Posted in Reviews on January 10th, 2018 by JJ Koczan

Lodewijk de Vadder (1605-1655) - 17th Century Etching, Landscape with Two Farms

Day Three of the Quarterly Review! I don’t know about you, but I’m feeling great. Plowing through, hearing a ton of good stuff. The week is rolling and though it’s most definitely caused me to be a neglectful husband and father for the last 72 hours (so far!), at very least the music is killer. That’s something, right? I didn’t really have a theme in picking today’s batch, but there are some commonalities between some of the inclusions all the same. See if you can find them, like one of those old puzzles in a Highlights magazine in your orthodontist’s wood-paneled office. Ready? Okay, let’s go.

Quarterly Review #21-30:

Gruntruck, Gruntruck

gruntruck-gruntruck

Held back due to legal issues with their original label, Roadrunner, the self-titled third album from Seattle groove-grungers Gruntruck hits like an open time-capsule nearly two decades after the fact of its recording: a little dusty but full of vitality and potential for what could’ve been. With a tad more crunch than the likes of Soundgarden and a crunch less TAD than TAD, Gruntruck found a middle-space between the melodies of their age and scene and heavier impulses, and if songs like “Trip,” the post-Nirvana “Build a Hole,” and the later “Spy” sound dated, well, they should. They are dated. It’s an album that was recorded over 20 years ago. That does nothing to take away from the quality of the songwriting, however, as closer “Flang” shows by demonstrating how thin the line between grunge and heavy rock has always been in the first place, let alone how fluidly Gruntruck were able to cross from one side to the other.
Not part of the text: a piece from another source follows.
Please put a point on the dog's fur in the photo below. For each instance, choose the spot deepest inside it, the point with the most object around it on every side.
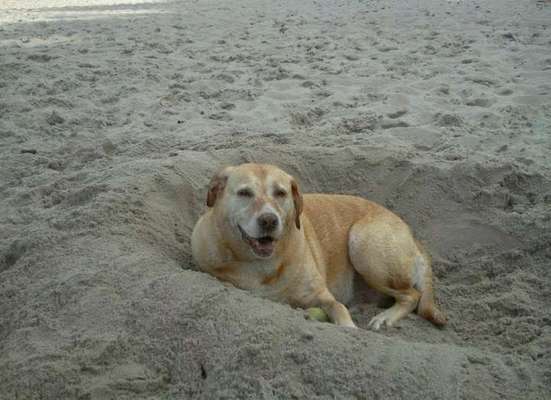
(260, 233)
Gruntruck on Thee Facebooks

Found Recordings website

 

The Dead Ends, Deeper the Dark the Brighter We Shine

the-dead-ends-deeper-the-dark-the-brighter-we-shine

This warm and psychedelically charmed debut from Kavala, Greece’s The Dead Ends works quickly to deliver its cumbersome title-line in opener “Memory Ship (Sails at Dawn)” amid a build of organ-laced Doors-style drama, but the overarching spirit of the Sound Effect Records release is nonetheless patient and fluid. The keyboard work of vocalist Giorgos Sechlidis proves to be a major standout factor on the playful “Narri-E Narri-O” as rhythms and melodic elements out of Greek folk rear their head, and as guitarist Serios Savvaidis and drummer Dimitris Apostolidis provide vocal support throughout, the nine tracks of Deeper the Dark, the Brighter We Shine envelop with a depth that corresponds to their outward reach, still based around pop structures practically and conceptually, but feeling open and resolved to remain that way all the same. The jangly “Peter 2:18” closes out by building into a melodic wash, as if to underscore the potential within this exciting outfit’s budding stylistic nuance.
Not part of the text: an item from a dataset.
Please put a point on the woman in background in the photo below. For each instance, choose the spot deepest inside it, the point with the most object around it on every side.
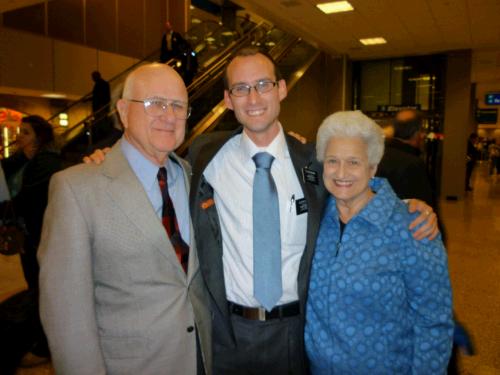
(28, 173)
The Dead Ends on Thee Facebooks

Sound Effect Records website

 

Albatross Overdrive, Keep it Running

albatross-overdrive-keep-it-running

Issued in 2016, Albatross Overdrive’s second full-length pulls together a sans-pretense 31 minutes of barroom-style heavy rock born of the California desert but not necessarily indebted solely to its aesthetic so much as to boozy swing and chug and meaner, engine-revving impulses. “Fire Dancer” and “Higher” make impressions early with catchy choruses and hard-delivered riffs, a touch of metal to the latter particularly, and the later “Preaching Love Not War” boasts a highlight performance from bassist Mark Abshire, formerly of Fu Manchu, while gritty vocalist Art Campos leads the five-piece – completed by guitarists Andrew Luddy and Derek Phillips and drummer Rodney Peralta – through the grunge-chug of “Earth Mother,” recalling Alice in Chains’ “Again” in its cadence momentarily, though ultimately driven along its own course, headed into closer “Neva,” which finishes the album in top form just as it might cap a raucous live set on any given and much-improved Friday evening.

Albatross Overdrive on Thee Facebooks

Albatross Overdrive website

 

High Priestess, Demo

high-priestess-demo

Los Angeles trio High Priestess were recently snagged by Ripple Music for the release of their impending debut album this year, and on the strength of this five-track demo, one could hardly argue. Tonally rich, perfectly paced in its rollout, melodically centered and meditative with surprising flashes of metallic noise, cuts like 10-minute opener and longest track (immediate points) “Firefly” offer psychedelic immersion and a sense of worldmaking rare in a band’s first long-player, let alone their initial demo. Weighted low end gives Demo an earthy sensibility, and there’s definitely a desert-style aspect to “Take the Blame” and “Mother Forgive Me,” but the intertwining vocal melodies of guitarist/organist Katie Gilchrest and bassist Mariana Fiel atop Megan Mullins’ drums provide a spaciousness well across the line of transcendent into ethereal psychedelia. Likewise, after the salvo of “Firefly” and its nine-minute companion “Despise,” the peaceful, organ-laced closer “Earth Dive” draws emphasis on sonic diversity with its patient build and underlying command. Especially as demos go, High Priestess’ is dangerously coherent.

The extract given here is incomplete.